Als gewerkschaftlich organisierte Frau sei es für sie unverständlich, warum Ari gehen müsse, sagt Anab Awale, Sprecherin für den Bezirksverband Mitte des DGB. Bei dem Streit um die Statue zeige sich, wie demokratische Verfahren von der Politik missachtet würden: 3000 Unterschriften sammelte der Korea-Verband zum Erhalt Aris im Kiez – und reichte diese in der Bezirksverordnetenversammlung (BVV) im September 2024 ein. »Die Politik sollte ausführen, was die Bevölkerung möchte«, so Awale. Ansonsten stärke das die Politikverdrossenheit.
»Die Politik sollte ausführen, was die Bevölkerung möchte, sonst stärkt das Politikverdrossenheit.«
Anab Awale DGB Mitte
Awale ist die letzte Rednerin, bevor die Kundgebung zu einer Demonstration wird. Die Demonstrierenden tragen ein rotes Netz, dass zusammen mit der feministischen Gruppe Colectiva Hilos aus Mexiko gehäkelt wurde. Das Rot stehe für das Blut, das bei Femiziden vergossen wird. Das gemeinsame Häkeln dafür, »eine widerständige Gemeinschaft aufzubauen und unsere Kämpfe miteinander zu vernetzen«, teilt Colectiva Hilos mit.
Während die Menschen zum Rathaus laufen, begleitet eine koreanische Trommelgruppe die Demo. Aus den Büroräumen gucken Köpfe aus den Fenstern, von Balkonen filmen Leute. Ein Radfahrer steigt mit seiner Klingel ins musikalische Geschehen ein. Ein Späti-Verkäufer fängt an zu tanzen.
Zu den letzten Redebeiträgen vor dem Rathaus Tiergarten gehört der vom kurdischen Frauenrat Dest Dan. »Wir wissen, was sexualisierte Gewalt im Krieg bedeutet«, so die Sprecherin, die sich dafür entschuldigt, dass sie nur mit einer Genossin gekommen sei. Die anderen demonstrierten spontan anderorts in Berlin wegen der Angriffe auf kurdische Viertel in Aleppo durch Truppen der syrischen Übergangsregierung.

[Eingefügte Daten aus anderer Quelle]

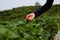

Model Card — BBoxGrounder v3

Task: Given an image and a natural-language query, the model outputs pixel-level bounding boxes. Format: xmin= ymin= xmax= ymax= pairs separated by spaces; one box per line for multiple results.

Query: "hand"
xmin=25 ymin=13 xmax=35 ymax=21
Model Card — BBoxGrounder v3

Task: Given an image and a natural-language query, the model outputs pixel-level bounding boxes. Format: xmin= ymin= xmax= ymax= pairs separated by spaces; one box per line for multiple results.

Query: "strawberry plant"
xmin=0 ymin=5 xmax=60 ymax=40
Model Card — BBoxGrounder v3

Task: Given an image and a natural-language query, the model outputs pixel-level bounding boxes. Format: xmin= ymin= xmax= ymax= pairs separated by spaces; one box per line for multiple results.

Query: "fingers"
xmin=25 ymin=15 xmax=33 ymax=20
xmin=25 ymin=13 xmax=35 ymax=21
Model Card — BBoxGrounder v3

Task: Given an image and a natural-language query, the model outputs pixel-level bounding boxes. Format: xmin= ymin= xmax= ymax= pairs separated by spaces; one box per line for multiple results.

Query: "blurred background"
xmin=0 ymin=0 xmax=60 ymax=11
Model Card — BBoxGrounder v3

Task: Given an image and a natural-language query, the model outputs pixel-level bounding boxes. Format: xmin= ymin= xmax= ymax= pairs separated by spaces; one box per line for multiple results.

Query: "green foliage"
xmin=0 ymin=4 xmax=60 ymax=40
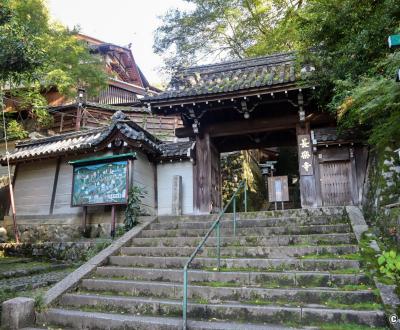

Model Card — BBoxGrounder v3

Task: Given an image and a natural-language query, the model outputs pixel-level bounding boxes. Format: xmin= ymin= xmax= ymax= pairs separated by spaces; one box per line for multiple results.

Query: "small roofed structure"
xmin=0 ymin=112 xmax=195 ymax=242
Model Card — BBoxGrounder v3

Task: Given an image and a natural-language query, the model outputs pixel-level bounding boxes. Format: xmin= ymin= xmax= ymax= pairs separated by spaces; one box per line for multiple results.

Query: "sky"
xmin=47 ymin=0 xmax=191 ymax=86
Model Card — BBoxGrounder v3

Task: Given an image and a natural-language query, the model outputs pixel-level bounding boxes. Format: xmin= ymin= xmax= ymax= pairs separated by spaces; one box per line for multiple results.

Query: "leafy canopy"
xmin=0 ymin=0 xmax=107 ymax=136
xmin=154 ymin=0 xmax=303 ymax=71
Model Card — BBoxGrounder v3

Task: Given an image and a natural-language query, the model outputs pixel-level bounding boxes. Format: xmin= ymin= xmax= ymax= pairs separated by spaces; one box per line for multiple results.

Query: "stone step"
xmin=138 ymin=224 xmax=351 ymax=238
xmin=150 ymin=216 xmax=348 ymax=230
xmin=130 ymin=233 xmax=355 ymax=247
xmin=38 ymin=308 xmax=298 ymax=330
xmin=56 ymin=295 xmax=386 ymax=327
xmin=120 ymin=245 xmax=358 ymax=258
xmin=79 ymin=279 xmax=377 ymax=305
xmin=156 ymin=208 xmax=346 ymax=223
xmin=94 ymin=266 xmax=371 ymax=287
xmin=108 ymin=256 xmax=360 ymax=271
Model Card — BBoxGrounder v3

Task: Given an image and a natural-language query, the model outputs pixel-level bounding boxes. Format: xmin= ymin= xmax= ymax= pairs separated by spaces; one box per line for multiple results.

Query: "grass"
xmin=319 ymin=323 xmax=388 ymax=330
xmin=301 ymin=252 xmax=361 ymax=260
xmin=0 ymin=261 xmax=53 ymax=273
xmin=192 ymin=281 xmax=240 ymax=288
xmin=323 ymin=300 xmax=382 ymax=311
xmin=246 ymin=298 xmax=382 ymax=311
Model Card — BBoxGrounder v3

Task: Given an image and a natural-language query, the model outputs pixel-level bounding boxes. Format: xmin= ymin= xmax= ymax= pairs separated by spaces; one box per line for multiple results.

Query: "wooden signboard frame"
xmin=268 ymin=175 xmax=289 ymax=210
xmin=69 ymin=153 xmax=136 ymax=237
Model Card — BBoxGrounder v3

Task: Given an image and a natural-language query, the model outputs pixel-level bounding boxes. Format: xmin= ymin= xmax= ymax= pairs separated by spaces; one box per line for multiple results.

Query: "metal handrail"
xmin=182 ymin=179 xmax=247 ymax=329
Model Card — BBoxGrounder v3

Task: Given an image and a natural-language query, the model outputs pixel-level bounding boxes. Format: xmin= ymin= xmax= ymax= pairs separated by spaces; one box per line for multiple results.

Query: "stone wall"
xmin=3 ymin=212 xmax=153 ymax=244
xmin=0 ymin=239 xmax=112 ymax=262
xmin=362 ymin=147 xmax=400 ymax=247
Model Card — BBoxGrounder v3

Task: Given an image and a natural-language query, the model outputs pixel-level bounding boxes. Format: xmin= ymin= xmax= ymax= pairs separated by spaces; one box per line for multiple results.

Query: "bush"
xmin=124 ymin=186 xmax=146 ymax=231
xmin=378 ymin=250 xmax=400 ymax=281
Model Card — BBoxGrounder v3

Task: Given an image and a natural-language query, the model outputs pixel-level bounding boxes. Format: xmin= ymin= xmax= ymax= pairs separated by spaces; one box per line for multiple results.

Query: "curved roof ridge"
xmin=183 ymin=51 xmax=295 ymax=74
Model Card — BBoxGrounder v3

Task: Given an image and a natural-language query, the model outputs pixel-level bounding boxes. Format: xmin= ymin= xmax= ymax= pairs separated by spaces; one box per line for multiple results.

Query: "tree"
xmin=0 ymin=0 xmax=108 ymax=136
xmin=295 ymin=0 xmax=400 ymax=147
xmin=154 ymin=0 xmax=304 ymax=71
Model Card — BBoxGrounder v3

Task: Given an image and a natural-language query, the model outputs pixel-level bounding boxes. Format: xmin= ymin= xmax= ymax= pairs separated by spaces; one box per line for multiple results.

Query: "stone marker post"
xmin=172 ymin=175 xmax=183 ymax=216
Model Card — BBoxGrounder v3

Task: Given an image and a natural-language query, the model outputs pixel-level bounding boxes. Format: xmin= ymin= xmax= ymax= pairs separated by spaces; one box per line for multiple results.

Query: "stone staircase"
xmin=36 ymin=208 xmax=388 ymax=329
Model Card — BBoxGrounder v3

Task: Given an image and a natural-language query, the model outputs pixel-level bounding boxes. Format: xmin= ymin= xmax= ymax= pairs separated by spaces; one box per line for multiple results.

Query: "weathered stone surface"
xmin=171 ymin=175 xmax=182 ymax=216
xmin=42 ymin=216 xmax=156 ymax=306
xmin=1 ymin=297 xmax=35 ymax=330
xmin=32 ymin=208 xmax=387 ymax=329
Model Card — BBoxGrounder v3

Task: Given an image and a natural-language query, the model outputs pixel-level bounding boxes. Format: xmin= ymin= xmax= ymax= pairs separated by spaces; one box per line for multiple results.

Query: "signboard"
xmin=297 ymin=134 xmax=314 ymax=176
xmin=71 ymin=161 xmax=128 ymax=206
xmin=268 ymin=176 xmax=289 ymax=202
xmin=70 ymin=153 xmax=135 ymax=207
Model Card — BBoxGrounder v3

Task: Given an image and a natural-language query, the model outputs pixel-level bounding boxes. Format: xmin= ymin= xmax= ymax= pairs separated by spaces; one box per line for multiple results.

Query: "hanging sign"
xmin=268 ymin=176 xmax=289 ymax=202
xmin=69 ymin=153 xmax=135 ymax=207
xmin=297 ymin=134 xmax=314 ymax=176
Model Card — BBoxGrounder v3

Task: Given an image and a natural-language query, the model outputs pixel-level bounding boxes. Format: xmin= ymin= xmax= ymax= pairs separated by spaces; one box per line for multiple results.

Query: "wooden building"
xmin=144 ymin=53 xmax=368 ymax=213
xmin=0 ymin=112 xmax=194 ymax=240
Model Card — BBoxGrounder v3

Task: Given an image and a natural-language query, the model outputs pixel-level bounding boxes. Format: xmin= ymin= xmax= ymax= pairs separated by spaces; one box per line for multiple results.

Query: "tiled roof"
xmin=159 ymin=141 xmax=194 ymax=160
xmin=0 ymin=112 xmax=192 ymax=164
xmin=144 ymin=52 xmax=296 ymax=102
xmin=312 ymin=127 xmax=356 ymax=144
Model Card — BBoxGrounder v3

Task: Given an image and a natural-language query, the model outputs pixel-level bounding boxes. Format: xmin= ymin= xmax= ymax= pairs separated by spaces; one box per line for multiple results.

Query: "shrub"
xmin=124 ymin=186 xmax=146 ymax=231
xmin=378 ymin=250 xmax=400 ymax=281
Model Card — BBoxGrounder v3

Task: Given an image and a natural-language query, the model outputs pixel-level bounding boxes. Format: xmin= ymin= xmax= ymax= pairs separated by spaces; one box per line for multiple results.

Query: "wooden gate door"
xmin=319 ymin=161 xmax=353 ymax=206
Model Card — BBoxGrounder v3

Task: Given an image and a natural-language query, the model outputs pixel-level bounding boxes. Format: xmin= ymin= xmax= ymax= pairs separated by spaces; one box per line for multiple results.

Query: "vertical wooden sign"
xmin=297 ymin=134 xmax=314 ymax=176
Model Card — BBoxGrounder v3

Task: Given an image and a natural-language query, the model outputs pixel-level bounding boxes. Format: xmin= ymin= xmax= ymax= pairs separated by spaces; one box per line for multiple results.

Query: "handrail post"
xmin=244 ymin=179 xmax=248 ymax=213
xmin=233 ymin=196 xmax=236 ymax=237
xmin=216 ymin=221 xmax=221 ymax=271
xmin=183 ymin=266 xmax=188 ymax=330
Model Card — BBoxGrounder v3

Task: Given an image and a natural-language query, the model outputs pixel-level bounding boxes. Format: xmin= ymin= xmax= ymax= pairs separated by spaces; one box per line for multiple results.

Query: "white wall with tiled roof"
xmin=157 ymin=161 xmax=193 ymax=215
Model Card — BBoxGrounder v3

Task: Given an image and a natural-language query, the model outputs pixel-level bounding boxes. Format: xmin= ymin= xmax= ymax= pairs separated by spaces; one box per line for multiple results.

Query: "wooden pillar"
xmin=296 ymin=123 xmax=318 ymax=208
xmin=193 ymin=132 xmax=221 ymax=214
xmin=49 ymin=157 xmax=62 ymax=215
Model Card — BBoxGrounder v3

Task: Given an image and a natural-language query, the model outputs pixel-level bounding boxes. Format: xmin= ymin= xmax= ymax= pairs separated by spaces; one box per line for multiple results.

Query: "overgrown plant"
xmin=378 ymin=250 xmax=400 ymax=282
xmin=124 ymin=186 xmax=146 ymax=231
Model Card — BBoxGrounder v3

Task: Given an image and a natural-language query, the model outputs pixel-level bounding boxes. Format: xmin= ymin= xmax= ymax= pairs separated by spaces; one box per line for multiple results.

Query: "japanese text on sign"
xmin=297 ymin=134 xmax=313 ymax=176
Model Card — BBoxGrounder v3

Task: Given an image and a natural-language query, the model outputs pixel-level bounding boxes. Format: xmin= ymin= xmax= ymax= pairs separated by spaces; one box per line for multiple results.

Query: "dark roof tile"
xmin=144 ymin=52 xmax=296 ymax=102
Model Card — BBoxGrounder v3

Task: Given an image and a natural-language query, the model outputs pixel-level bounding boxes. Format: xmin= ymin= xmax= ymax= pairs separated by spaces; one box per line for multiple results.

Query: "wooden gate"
xmin=319 ymin=161 xmax=353 ymax=206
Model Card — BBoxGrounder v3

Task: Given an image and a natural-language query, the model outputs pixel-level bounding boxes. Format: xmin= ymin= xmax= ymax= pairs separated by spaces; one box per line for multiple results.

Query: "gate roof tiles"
xmin=144 ymin=52 xmax=296 ymax=102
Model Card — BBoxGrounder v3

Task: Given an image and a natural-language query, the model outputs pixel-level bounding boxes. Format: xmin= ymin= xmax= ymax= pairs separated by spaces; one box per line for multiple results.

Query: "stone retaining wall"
xmin=2 ymin=212 xmax=154 ymax=243
xmin=0 ymin=240 xmax=112 ymax=262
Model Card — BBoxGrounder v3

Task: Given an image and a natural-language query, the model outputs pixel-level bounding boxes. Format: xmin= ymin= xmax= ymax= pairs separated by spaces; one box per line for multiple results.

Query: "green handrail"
xmin=182 ymin=179 xmax=248 ymax=329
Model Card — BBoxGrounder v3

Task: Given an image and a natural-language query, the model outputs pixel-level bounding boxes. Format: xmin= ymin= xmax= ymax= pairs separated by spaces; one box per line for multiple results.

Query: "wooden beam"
xmin=206 ymin=114 xmax=298 ymax=138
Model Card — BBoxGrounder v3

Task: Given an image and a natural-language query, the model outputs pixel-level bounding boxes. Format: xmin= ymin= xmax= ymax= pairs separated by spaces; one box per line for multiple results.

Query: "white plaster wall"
xmin=13 ymin=159 xmax=57 ymax=215
xmin=157 ymin=161 xmax=193 ymax=215
xmin=52 ymin=158 xmax=79 ymax=215
xmin=132 ymin=151 xmax=156 ymax=215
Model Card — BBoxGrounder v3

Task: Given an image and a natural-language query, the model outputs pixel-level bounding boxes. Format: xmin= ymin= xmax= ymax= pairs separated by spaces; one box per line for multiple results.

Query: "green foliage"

Eine Sprecherin der Omas gegen rechts sagt, es sei wichtig, dass Ari auf dem derzeitigen Platz bleibe und nicht auf eine private, aber öffentlich zugängliche Fläche umziehe, so wie das Bezirksamt es vorgeschlagen hatte. Die Statue müsse in der unmittelbaren Nähe zum »Museum der Trostfrauen« stehen bleiben, so die Sprecherin. »Für die meisten Omas war die Geschichte der Trostfrauen neu«, sagt sie. Kein Wunder, in den Schulen stehe sie schließlich bis heute nicht auf dem Lehrplan. Kein Wunder sei auch, dass sich Deutschland nach dem Willen der japanischen Regierung richte, um die Erinnerung aus der Öffentlichkeit zu verdrängen. »Japan und Deutschland waren bereits im Zweiten Weltkrieg Verbündete«, so die Sprecherin. Derweil gewinnt in Japan derzeit die rechtspopulistische Partei Sanseito an Einfluss. Medienberichten zufolge will sich die Partei an der Migrationspolitik der AfD orientieren.